Но и это еще не все. Если вы заметили, для того чтобы внедрить своего человечка в окружную комиссию, требуется бумага от центрального органа партии. А в случае с участковой комиссией хлопотать должна местная организация. Ну, а если в конкретном регионе ее нет? По некоторым сведениям, более или менее разветвленную сеть краевых ячеек имеют кроме КПУ только СДПУ(о) и (с некоторой натяжкой) НДП. А теперь сами догадайтесь, какие именно политические структуры (если этот закон будет принят) будут иметь наибольшее представительство в окружных и участковых избирательных комиссиях? И насколько будет соблюдаться фундаментальная норма статьи 10 о «равности прав партий (блоков) — субъектов избирательного процесса»?

Позволим себе остановиться на еще одной детали. Как мы помним, в ходе формирования окружных избирательных комиссий определенными привилегиями пользуются те партии и блоки, которым посчастливилось одолеть 4% на прошлых выборах. Вспомним всех поименно: КПУ, НРУ, ПЗУ, НДП, «Громада», ПСПУ, СДПУ(о) и блок СПУ-СелПУ. Возникает вопрос: распространяются ли упомянутые льготы на две последние партии? Ведь они одолели «барьер» вместе, а нынче на выборы собираются, судя по всему, порознь. Юристы, с которыми удалось проконсультироваться, однозначного ответа не дали, однако большинство из них полагает, что и социалисты, и селяне, кажется, пролетают. И шанс инкорпорировать своих людей в окружные комиссии у них появится только в том случае, если они снова объединятся в блок…

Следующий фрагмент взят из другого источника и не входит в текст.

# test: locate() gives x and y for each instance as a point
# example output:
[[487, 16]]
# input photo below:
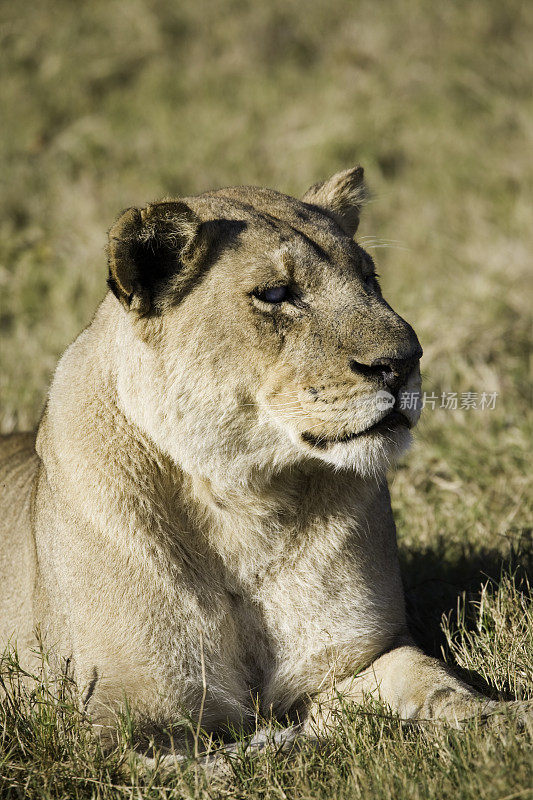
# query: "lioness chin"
[[204, 524]]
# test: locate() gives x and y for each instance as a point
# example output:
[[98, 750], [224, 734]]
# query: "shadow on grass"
[[438, 581]]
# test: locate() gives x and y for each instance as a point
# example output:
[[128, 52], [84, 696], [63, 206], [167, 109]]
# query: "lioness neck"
[[250, 523]]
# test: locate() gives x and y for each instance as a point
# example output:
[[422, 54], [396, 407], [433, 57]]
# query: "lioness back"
[[18, 470]]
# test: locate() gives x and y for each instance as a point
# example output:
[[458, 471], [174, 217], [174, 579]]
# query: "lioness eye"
[[276, 294]]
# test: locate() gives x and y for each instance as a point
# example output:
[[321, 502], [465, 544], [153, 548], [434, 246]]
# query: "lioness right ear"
[[146, 246], [342, 196]]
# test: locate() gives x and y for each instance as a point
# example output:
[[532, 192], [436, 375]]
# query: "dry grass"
[[113, 103]]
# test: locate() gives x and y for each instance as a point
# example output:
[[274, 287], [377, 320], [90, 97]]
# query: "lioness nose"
[[393, 371]]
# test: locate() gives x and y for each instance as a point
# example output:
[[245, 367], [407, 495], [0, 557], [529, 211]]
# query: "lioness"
[[203, 524]]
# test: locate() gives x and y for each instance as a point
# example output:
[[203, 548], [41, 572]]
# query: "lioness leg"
[[414, 686]]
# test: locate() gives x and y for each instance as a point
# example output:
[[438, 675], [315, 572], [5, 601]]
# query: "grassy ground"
[[109, 104]]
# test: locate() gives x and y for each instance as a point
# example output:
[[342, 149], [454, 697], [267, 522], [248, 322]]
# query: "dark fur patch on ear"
[[146, 247]]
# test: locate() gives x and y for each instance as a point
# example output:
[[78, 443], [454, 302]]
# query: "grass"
[[109, 104]]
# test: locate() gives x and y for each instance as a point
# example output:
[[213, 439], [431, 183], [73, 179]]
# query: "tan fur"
[[189, 508]]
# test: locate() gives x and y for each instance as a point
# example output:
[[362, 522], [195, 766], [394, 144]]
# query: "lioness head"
[[255, 335]]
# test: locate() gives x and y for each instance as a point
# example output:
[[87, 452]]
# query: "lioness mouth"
[[390, 421]]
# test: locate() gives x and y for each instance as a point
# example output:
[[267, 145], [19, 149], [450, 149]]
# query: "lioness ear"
[[342, 196], [145, 247]]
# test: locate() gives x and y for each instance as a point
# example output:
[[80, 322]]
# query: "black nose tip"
[[394, 372]]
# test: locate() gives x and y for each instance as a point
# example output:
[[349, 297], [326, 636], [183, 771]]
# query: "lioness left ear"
[[342, 196], [146, 247]]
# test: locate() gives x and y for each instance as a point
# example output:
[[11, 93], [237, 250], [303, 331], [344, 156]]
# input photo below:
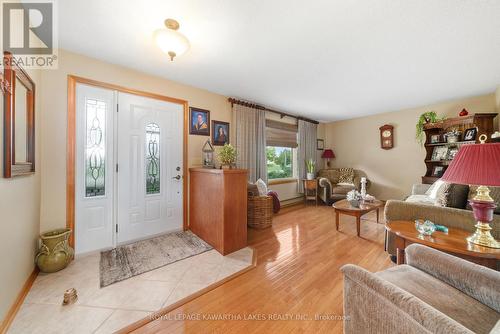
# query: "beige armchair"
[[433, 293], [330, 191]]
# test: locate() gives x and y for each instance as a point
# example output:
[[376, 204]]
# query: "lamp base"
[[483, 212], [483, 237]]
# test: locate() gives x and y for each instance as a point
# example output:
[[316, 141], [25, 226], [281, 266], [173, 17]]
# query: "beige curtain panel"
[[281, 134], [251, 141], [308, 133]]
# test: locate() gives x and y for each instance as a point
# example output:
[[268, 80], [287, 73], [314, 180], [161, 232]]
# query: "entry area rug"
[[142, 256]]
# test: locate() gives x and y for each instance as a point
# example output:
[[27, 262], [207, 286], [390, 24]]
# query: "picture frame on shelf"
[[438, 171], [199, 121], [320, 144], [439, 153], [470, 134], [435, 139]]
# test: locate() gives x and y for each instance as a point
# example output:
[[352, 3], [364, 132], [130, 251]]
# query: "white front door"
[[129, 167], [149, 167], [94, 186]]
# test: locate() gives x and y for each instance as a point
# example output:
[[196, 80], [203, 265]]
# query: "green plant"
[[310, 164], [227, 155], [426, 117]]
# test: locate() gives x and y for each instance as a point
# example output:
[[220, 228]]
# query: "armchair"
[[331, 191]]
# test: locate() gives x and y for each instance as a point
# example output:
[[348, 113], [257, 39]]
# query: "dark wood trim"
[[71, 144], [258, 106], [11, 72], [11, 314]]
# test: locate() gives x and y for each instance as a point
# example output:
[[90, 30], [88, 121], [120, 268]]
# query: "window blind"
[[281, 134]]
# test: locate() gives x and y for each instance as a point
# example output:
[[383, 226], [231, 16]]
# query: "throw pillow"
[[433, 190], [346, 176], [452, 195], [494, 193], [261, 185]]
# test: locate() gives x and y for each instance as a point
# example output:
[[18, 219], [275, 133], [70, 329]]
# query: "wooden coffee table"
[[345, 208], [452, 242]]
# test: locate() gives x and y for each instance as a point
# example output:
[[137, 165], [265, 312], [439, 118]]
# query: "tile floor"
[[115, 306]]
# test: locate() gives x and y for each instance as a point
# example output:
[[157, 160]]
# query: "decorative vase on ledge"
[[55, 253]]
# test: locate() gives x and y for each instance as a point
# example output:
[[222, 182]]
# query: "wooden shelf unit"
[[482, 121]]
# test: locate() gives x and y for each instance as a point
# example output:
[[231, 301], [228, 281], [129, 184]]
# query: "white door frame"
[[71, 144]]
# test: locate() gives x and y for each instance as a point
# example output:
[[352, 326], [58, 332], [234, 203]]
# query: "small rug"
[[142, 256]]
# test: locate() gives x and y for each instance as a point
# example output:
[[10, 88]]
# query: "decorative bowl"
[[354, 203], [425, 227]]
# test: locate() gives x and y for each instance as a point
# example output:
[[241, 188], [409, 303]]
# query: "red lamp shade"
[[475, 164], [328, 154]]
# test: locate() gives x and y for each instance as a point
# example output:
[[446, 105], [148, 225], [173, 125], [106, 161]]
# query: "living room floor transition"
[[294, 277]]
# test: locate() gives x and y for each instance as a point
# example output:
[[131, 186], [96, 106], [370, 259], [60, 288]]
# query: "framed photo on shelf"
[[220, 133], [199, 121], [435, 139], [439, 153], [320, 144], [470, 134], [438, 171]]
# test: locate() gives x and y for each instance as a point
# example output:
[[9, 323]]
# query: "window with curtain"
[[281, 153]]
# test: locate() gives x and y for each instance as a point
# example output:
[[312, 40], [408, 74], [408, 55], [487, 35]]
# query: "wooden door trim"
[[71, 144]]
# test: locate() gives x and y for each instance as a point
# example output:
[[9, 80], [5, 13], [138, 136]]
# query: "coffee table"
[[345, 208], [453, 242]]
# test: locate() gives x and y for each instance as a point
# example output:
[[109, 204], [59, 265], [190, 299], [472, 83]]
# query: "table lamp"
[[328, 154], [478, 164]]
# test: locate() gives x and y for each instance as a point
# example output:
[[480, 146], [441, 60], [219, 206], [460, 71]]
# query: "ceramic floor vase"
[[55, 253]]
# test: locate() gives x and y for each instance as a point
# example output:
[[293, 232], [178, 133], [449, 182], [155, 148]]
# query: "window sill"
[[282, 181]]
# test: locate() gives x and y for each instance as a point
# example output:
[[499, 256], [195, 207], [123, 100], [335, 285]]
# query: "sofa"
[[420, 205], [433, 293], [330, 189]]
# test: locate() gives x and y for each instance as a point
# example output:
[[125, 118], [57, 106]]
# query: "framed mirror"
[[19, 121]]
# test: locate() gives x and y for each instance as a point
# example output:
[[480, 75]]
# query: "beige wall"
[[356, 143], [54, 104], [19, 219]]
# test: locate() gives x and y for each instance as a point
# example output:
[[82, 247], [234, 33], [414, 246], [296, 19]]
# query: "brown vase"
[[55, 253]]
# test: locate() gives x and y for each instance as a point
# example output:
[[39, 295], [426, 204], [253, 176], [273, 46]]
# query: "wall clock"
[[386, 136]]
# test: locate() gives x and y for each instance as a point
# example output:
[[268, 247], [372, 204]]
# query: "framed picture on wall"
[[199, 121], [220, 133], [320, 144]]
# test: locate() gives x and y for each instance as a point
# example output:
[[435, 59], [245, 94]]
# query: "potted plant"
[[310, 165], [227, 155], [426, 117], [354, 198]]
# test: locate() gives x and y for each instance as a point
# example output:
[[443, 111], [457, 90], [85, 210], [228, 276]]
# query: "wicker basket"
[[260, 212]]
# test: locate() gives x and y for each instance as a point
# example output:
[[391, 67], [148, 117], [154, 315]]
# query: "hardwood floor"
[[297, 275]]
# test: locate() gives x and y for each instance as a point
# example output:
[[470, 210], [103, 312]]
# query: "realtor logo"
[[29, 33]]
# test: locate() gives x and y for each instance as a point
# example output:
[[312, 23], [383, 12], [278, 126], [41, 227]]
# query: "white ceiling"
[[326, 60]]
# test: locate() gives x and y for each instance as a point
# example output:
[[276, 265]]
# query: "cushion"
[[433, 190], [261, 185], [346, 175], [342, 189], [422, 199], [455, 304], [452, 195], [331, 174], [494, 193]]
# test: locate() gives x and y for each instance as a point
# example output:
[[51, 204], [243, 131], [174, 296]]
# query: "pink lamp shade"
[[328, 154], [475, 164]]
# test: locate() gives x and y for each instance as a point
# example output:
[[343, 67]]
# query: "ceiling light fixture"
[[170, 40]]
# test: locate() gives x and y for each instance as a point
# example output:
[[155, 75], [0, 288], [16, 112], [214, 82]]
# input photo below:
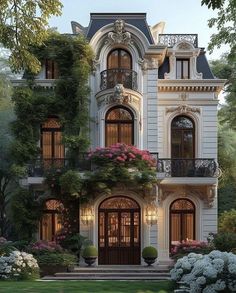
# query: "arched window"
[[51, 140], [51, 221], [119, 69], [182, 138], [119, 58], [182, 221], [119, 126]]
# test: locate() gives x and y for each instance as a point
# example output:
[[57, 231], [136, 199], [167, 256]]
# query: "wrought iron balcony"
[[188, 167], [111, 77], [38, 167], [170, 40]]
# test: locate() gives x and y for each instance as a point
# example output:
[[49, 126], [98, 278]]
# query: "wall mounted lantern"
[[87, 215], [151, 214]]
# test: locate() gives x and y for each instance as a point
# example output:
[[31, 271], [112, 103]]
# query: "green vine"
[[68, 100]]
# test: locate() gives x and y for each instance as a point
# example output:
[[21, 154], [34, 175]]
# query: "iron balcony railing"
[[188, 167], [170, 40], [111, 77], [38, 167]]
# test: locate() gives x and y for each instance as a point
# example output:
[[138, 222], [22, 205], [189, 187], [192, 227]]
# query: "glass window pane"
[[113, 60], [178, 69], [113, 229], [125, 60]]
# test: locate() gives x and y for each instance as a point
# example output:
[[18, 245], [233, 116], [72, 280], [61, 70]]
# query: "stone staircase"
[[157, 272]]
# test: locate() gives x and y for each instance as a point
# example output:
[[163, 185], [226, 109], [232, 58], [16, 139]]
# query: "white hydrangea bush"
[[210, 273], [18, 265]]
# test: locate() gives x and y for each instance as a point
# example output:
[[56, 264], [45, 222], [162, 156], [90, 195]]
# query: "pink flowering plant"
[[120, 163]]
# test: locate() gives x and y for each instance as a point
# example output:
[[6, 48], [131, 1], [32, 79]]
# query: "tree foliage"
[[24, 23]]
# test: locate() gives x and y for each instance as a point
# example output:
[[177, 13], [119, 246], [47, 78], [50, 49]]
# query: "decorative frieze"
[[183, 109], [119, 96], [206, 193]]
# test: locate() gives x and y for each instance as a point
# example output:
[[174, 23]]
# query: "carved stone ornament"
[[119, 35], [183, 109], [94, 65], [146, 64]]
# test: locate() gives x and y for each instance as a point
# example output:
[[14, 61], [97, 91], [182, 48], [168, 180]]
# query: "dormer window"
[[182, 68], [51, 69]]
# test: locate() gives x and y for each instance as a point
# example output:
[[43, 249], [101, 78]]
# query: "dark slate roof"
[[98, 20], [202, 66]]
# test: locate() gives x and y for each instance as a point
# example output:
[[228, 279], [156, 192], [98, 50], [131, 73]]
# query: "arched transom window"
[[51, 140], [119, 58], [51, 221], [182, 221], [182, 137], [119, 126]]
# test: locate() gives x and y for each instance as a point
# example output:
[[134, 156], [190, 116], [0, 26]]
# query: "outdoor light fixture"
[[87, 215], [151, 214]]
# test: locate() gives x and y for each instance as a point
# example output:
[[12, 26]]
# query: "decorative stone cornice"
[[183, 109], [119, 35], [188, 85], [120, 95], [205, 193]]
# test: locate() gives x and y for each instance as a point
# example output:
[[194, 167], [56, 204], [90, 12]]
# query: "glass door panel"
[[113, 229], [125, 229]]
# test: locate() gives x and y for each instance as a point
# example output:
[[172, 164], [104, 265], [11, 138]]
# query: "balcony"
[[38, 167], [170, 40], [187, 167], [111, 77]]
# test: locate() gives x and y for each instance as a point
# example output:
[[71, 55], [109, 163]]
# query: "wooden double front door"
[[119, 231]]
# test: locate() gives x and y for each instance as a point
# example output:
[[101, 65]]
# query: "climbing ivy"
[[68, 100]]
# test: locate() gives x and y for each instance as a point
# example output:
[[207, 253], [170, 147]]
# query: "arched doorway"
[[119, 231], [182, 221], [119, 126]]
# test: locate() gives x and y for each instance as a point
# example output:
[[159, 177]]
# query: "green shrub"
[[227, 221], [149, 251], [90, 251], [56, 258], [224, 241]]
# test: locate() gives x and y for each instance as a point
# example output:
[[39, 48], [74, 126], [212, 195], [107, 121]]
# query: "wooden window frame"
[[181, 131], [119, 58], [181, 61], [119, 122]]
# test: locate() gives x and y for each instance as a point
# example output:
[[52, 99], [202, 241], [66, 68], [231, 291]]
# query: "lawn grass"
[[86, 287]]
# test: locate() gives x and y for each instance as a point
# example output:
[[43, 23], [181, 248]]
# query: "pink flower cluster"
[[121, 153], [187, 246], [43, 245]]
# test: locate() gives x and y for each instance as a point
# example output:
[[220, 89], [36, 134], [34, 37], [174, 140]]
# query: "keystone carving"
[[119, 35], [183, 109]]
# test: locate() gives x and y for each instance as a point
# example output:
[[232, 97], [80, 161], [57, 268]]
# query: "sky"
[[182, 16]]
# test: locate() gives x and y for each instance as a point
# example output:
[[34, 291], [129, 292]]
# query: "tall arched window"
[[51, 140], [182, 138], [182, 221], [51, 221], [119, 126], [119, 69]]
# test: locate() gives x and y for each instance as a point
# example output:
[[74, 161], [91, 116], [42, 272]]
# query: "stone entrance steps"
[[158, 272]]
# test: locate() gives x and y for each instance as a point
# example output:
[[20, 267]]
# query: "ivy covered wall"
[[68, 100]]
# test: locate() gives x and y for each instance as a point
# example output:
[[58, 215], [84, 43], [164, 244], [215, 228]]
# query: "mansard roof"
[[138, 20]]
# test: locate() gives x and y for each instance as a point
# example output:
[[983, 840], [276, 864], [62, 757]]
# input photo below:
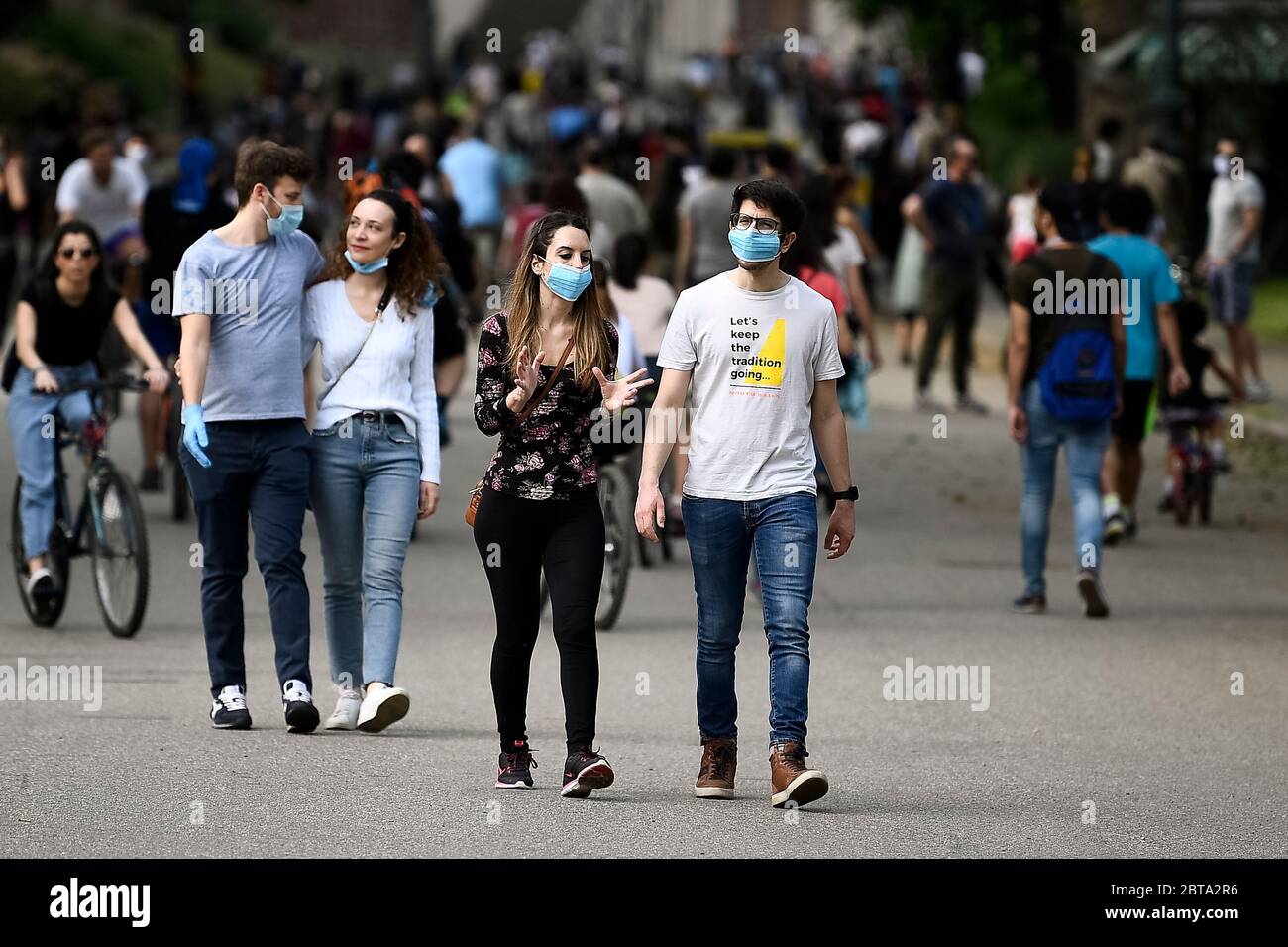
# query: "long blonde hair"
[[523, 307]]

А вот все остальные (включая «Громаду», которая, кстати, юридически все еще существует) могут создавать какие угодно блоки и запихивать своих людей во все избиркомы — сверху донизу.

То, что данный законопроект примут, — еще не факт. Но есть одна любопытная деталь: мы обзвонили добрый десяток политиков, многие из которых входят в «верхушки» создающихся предвыборных блоков, и попросили прокомментировать ситуацию. Оказалось, что практически никто не в курсе, какая мина заложена в судьбоносный документ.

Остается только предполагать, что «минером» могла выступить некая политическая сила. Назвать ее пока трудно, но можно предположить, что эта сила преодолела 4% барьер на прошлых выборах, что она имеет разветвленную сеть региональных организаций, а также имеет некоторое влияние на Центризбирком. Не случайно ведь права ЦИК (особенности в области контрольных функций) предполагается существенно расширить…

Так кто же все-таки получит контроль за проведением выборов? Вопрос этот остается открытым. И почему-то кажется, что ответ на него страна не получит и 13 сентября. Слишком много зависит от ответа.